A Garrett GTX 3586 RS turbocharger allows this Honda Civic Si to deliver 874whp and 615 lb-ft of torque from its K-series engine swap.
NA to Turbocharged
Prior to going all out, Loi Song had built the EG differently for a few magazine race events. The car was powered by a naturally-aspirated K24 engine. After finishing these events and crossing them off the list, the next goal was in-line to get accomplished. Using a K20A engine from a Type R, Sportcar Motion sleeved the block and machined it. With all quality internals that can handle massive horsepower, the team kept the factory crankshaft. To take the power to completely new heights, Loi used a Garrett GTX 3586 RS turbocharger. To match the turbocharger, a Walbro Hellcat 525lph fuel pump took responsibility of feeding Injector Dynamics 2,000cc injectors with E85 fuel. With all of the supporting upgrades and enough cooling, everything works together through a Hondata KPro 4 with a tune from Daniel Butler.
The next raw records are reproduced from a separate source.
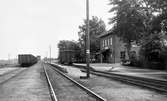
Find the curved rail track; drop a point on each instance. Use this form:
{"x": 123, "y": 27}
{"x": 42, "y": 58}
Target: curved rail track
{"x": 77, "y": 85}
{"x": 153, "y": 84}
{"x": 10, "y": 75}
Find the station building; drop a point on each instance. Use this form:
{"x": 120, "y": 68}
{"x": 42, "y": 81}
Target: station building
{"x": 112, "y": 49}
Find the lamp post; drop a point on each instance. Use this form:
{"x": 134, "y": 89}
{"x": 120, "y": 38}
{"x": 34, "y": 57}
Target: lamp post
{"x": 88, "y": 40}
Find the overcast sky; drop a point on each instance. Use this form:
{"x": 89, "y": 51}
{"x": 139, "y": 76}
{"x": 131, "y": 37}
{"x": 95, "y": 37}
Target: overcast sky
{"x": 30, "y": 26}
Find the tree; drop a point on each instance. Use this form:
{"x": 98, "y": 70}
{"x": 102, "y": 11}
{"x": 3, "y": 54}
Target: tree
{"x": 70, "y": 47}
{"x": 128, "y": 22}
{"x": 97, "y": 27}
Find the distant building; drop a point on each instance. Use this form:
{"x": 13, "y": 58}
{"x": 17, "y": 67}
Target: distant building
{"x": 39, "y": 58}
{"x": 112, "y": 49}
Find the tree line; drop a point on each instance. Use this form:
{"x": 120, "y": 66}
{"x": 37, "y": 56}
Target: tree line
{"x": 141, "y": 21}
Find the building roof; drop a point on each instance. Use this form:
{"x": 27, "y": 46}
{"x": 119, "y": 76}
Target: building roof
{"x": 106, "y": 34}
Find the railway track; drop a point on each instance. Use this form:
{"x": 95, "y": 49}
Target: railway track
{"x": 10, "y": 75}
{"x": 64, "y": 88}
{"x": 153, "y": 84}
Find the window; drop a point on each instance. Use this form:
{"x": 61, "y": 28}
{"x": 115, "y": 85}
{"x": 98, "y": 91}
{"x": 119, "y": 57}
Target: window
{"x": 111, "y": 41}
{"x": 108, "y": 42}
{"x": 105, "y": 42}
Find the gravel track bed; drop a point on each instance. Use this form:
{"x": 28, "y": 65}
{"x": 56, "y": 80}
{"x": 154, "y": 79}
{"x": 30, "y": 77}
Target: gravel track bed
{"x": 7, "y": 76}
{"x": 117, "y": 91}
{"x": 65, "y": 90}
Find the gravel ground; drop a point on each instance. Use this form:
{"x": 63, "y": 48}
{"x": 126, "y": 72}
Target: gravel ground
{"x": 114, "y": 90}
{"x": 29, "y": 85}
{"x": 5, "y": 70}
{"x": 66, "y": 90}
{"x": 6, "y": 76}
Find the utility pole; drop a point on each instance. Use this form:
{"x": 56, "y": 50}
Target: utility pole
{"x": 88, "y": 40}
{"x": 9, "y": 58}
{"x": 50, "y": 52}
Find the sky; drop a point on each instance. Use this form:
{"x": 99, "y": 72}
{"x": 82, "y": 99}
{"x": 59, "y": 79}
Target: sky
{"x": 31, "y": 26}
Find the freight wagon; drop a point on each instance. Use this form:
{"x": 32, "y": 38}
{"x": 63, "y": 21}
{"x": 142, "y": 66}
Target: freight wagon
{"x": 66, "y": 57}
{"x": 27, "y": 59}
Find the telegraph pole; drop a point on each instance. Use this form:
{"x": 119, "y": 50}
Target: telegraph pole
{"x": 88, "y": 40}
{"x": 50, "y": 52}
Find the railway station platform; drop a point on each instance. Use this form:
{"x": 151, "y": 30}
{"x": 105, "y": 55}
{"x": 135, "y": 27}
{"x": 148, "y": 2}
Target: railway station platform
{"x": 128, "y": 70}
{"x": 28, "y": 85}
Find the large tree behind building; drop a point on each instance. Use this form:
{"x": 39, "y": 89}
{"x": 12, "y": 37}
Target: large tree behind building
{"x": 128, "y": 21}
{"x": 97, "y": 27}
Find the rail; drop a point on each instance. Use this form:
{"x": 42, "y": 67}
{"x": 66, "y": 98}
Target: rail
{"x": 81, "y": 86}
{"x": 53, "y": 95}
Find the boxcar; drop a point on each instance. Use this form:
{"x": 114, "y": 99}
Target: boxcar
{"x": 26, "y": 59}
{"x": 66, "y": 57}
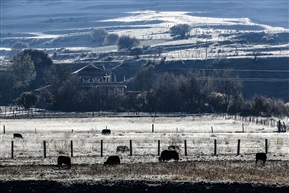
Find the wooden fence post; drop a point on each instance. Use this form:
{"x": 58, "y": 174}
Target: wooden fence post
{"x": 12, "y": 149}
{"x": 186, "y": 153}
{"x": 71, "y": 148}
{"x": 266, "y": 146}
{"x": 238, "y": 147}
{"x": 101, "y": 148}
{"x": 159, "y": 147}
{"x": 215, "y": 147}
{"x": 130, "y": 147}
{"x": 44, "y": 148}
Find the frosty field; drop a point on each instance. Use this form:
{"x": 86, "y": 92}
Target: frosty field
{"x": 199, "y": 165}
{"x": 85, "y": 134}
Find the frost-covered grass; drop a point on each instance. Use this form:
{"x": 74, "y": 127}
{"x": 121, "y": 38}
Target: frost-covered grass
{"x": 85, "y": 133}
{"x": 199, "y": 165}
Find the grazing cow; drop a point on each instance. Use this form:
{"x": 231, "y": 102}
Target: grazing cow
{"x": 112, "y": 160}
{"x": 261, "y": 157}
{"x": 174, "y": 147}
{"x": 64, "y": 161}
{"x": 17, "y": 135}
{"x": 122, "y": 149}
{"x": 168, "y": 155}
{"x": 105, "y": 132}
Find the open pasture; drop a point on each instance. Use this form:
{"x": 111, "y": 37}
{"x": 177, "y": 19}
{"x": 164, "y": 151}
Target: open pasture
{"x": 200, "y": 138}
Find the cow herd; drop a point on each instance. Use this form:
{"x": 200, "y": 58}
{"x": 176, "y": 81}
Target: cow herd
{"x": 170, "y": 154}
{"x": 166, "y": 155}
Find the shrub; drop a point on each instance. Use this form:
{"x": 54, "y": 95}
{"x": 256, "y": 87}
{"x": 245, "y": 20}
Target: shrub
{"x": 98, "y": 35}
{"x": 180, "y": 31}
{"x": 126, "y": 42}
{"x": 110, "y": 39}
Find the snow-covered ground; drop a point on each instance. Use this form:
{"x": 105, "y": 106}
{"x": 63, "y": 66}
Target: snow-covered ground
{"x": 219, "y": 28}
{"x": 199, "y": 133}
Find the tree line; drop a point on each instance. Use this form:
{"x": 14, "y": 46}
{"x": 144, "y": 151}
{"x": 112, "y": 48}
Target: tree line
{"x": 32, "y": 79}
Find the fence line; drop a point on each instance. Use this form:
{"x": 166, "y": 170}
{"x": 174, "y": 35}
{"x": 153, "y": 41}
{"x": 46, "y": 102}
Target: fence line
{"x": 214, "y": 153}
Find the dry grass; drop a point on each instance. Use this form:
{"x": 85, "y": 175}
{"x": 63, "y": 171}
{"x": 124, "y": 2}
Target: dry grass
{"x": 220, "y": 171}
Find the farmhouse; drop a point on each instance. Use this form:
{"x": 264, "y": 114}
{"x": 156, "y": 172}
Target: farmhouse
{"x": 92, "y": 76}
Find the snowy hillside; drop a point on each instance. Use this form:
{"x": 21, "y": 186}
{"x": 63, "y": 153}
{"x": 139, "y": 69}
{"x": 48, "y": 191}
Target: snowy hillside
{"x": 226, "y": 28}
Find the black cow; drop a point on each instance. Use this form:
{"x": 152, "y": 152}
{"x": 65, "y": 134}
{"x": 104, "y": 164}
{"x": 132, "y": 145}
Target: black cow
{"x": 122, "y": 149}
{"x": 261, "y": 157}
{"x": 112, "y": 160}
{"x": 168, "y": 155}
{"x": 17, "y": 135}
{"x": 174, "y": 147}
{"x": 105, "y": 132}
{"x": 64, "y": 161}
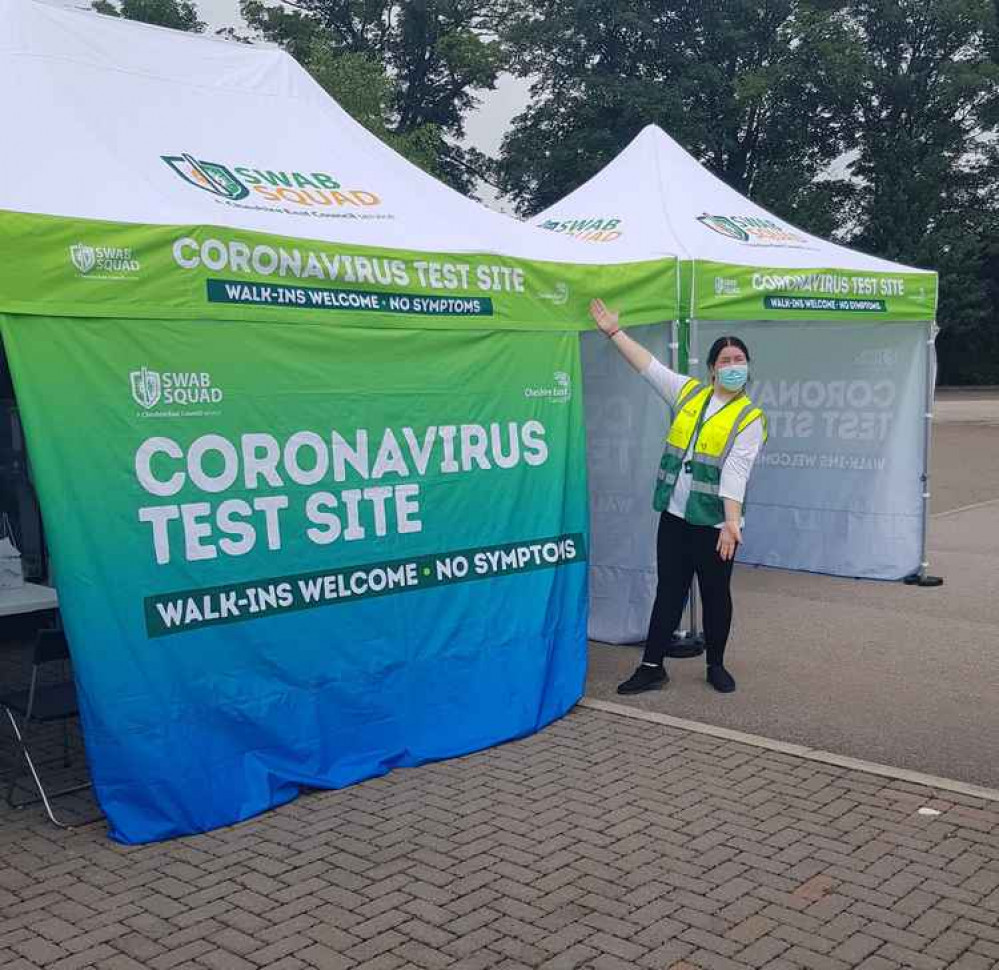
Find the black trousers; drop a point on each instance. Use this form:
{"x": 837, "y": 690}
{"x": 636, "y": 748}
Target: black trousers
{"x": 682, "y": 550}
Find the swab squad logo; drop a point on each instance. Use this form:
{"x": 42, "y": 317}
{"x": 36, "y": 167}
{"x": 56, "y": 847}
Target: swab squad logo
{"x": 753, "y": 230}
{"x": 248, "y": 186}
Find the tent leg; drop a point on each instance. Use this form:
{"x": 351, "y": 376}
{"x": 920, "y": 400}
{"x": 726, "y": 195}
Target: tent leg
{"x": 921, "y": 577}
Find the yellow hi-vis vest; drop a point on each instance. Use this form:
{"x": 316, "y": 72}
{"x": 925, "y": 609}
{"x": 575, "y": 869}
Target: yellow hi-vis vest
{"x": 715, "y": 437}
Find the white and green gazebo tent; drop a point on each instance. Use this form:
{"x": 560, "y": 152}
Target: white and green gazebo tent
{"x": 306, "y": 425}
{"x": 843, "y": 363}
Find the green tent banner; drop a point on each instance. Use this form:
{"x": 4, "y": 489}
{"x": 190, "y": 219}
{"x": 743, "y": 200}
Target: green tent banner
{"x": 80, "y": 267}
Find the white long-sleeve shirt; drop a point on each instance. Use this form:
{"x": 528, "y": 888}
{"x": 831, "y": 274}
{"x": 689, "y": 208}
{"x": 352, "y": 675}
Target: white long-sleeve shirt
{"x": 738, "y": 464}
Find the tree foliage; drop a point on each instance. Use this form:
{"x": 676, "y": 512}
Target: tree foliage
{"x": 871, "y": 121}
{"x": 422, "y": 66}
{"x": 178, "y": 14}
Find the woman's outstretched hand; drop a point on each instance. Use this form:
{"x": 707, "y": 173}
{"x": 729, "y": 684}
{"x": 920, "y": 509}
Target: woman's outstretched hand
{"x": 729, "y": 537}
{"x": 605, "y": 318}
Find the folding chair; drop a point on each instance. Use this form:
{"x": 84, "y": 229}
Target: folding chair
{"x": 42, "y": 703}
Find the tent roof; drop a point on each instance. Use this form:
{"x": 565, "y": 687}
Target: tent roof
{"x": 665, "y": 201}
{"x": 157, "y": 174}
{"x": 120, "y": 121}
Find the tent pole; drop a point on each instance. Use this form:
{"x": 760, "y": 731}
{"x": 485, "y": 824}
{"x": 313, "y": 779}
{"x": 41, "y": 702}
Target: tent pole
{"x": 920, "y": 577}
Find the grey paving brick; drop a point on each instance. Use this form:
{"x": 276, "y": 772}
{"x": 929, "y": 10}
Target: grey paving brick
{"x": 600, "y": 843}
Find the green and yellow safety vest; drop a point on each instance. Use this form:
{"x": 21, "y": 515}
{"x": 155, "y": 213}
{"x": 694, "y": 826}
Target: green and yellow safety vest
{"x": 714, "y": 440}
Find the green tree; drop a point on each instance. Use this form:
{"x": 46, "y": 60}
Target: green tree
{"x": 760, "y": 91}
{"x": 927, "y": 174}
{"x": 178, "y": 14}
{"x": 426, "y": 63}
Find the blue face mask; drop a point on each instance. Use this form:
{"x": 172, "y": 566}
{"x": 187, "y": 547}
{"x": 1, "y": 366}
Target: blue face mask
{"x": 733, "y": 377}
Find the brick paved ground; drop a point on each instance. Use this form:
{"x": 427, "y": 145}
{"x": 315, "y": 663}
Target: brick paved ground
{"x": 601, "y": 843}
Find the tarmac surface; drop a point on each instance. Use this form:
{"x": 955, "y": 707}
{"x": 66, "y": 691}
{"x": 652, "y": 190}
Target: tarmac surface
{"x": 905, "y": 676}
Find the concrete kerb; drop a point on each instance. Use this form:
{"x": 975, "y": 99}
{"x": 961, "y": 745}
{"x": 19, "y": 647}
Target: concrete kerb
{"x": 798, "y": 750}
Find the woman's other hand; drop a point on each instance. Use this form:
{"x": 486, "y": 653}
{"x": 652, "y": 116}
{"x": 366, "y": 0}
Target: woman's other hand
{"x": 605, "y": 318}
{"x": 729, "y": 537}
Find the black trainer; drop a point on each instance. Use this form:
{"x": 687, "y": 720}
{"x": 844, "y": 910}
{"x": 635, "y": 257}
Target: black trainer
{"x": 644, "y": 678}
{"x": 720, "y": 679}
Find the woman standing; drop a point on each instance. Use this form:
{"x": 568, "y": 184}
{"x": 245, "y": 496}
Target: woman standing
{"x": 715, "y": 436}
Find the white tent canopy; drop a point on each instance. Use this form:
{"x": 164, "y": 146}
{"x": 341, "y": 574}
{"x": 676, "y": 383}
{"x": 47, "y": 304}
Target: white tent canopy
{"x": 656, "y": 198}
{"x": 842, "y": 363}
{"x": 226, "y": 118}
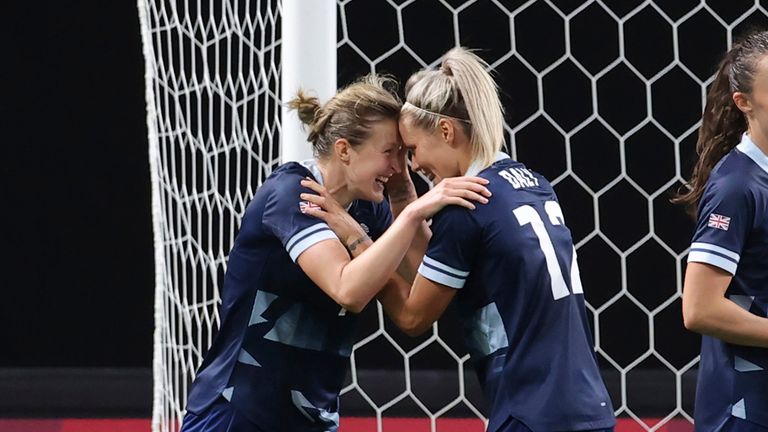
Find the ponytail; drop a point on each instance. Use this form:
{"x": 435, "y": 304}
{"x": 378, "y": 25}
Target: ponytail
{"x": 722, "y": 122}
{"x": 461, "y": 89}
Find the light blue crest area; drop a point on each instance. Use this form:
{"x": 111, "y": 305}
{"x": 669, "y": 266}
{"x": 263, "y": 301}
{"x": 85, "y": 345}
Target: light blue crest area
{"x": 227, "y": 393}
{"x": 742, "y": 365}
{"x": 245, "y": 357}
{"x": 301, "y": 327}
{"x": 260, "y": 305}
{"x": 739, "y": 410}
{"x": 328, "y": 419}
{"x": 484, "y": 332}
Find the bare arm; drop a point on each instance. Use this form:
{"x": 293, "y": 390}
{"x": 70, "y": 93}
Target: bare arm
{"x": 353, "y": 283}
{"x": 707, "y": 311}
{"x": 414, "y": 308}
{"x": 402, "y": 192}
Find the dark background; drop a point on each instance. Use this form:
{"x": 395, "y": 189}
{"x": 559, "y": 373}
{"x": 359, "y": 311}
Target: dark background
{"x": 77, "y": 275}
{"x": 77, "y": 271}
With the K20A setup, the Civic Si put down 874whp and 615 lb-ft of torque when running on E85 at 40 psi of boost. With the new engine configuration, the car is able to rev up to 9,200 RPM. To make it even more fun, Loi set it up to weigh just 2,200-pounds with a 50/50 weight bias. A Type R manual transmission works collaboratively with the K20A swap, and a Wavetrac limited slip differential improves handling on the track. To keep the massive power on the road, Nankang AR1 tires outfitted the EG. With this type of power and weight, Loi Song was finally ready to put it to the test and start showcasing what his shop can do for their customers, and have some fun in the process.
The Next Level
Loi Song went on to check more and more items off of his list. “The car finished second and third place during FF Battle,” said Loi. The K-series was the perfect foundation for this type of power. “K-series engines love to be turbocharged. No turbo is too big for the K-series’ cylinder head.” While the car was never intended to be boosted, an opportunity with Garrett presented itself and significant power numbers were the result. With this Civic Si being one of the high powered ones around, the next goal is clear: four-digit power. “I want to make 1,000whp on pump E85,” said Loi. The 1Kwhp mark isn’t far enough, and by upgrading the injectors to 2,600cc, another accomplishment can be added to the shop’s list. As car enthusiasts, we start car builds believing we know the destination. However, the beauty of building cars is that you’re almost never going to end the way you intend on, and for that, we are thankful.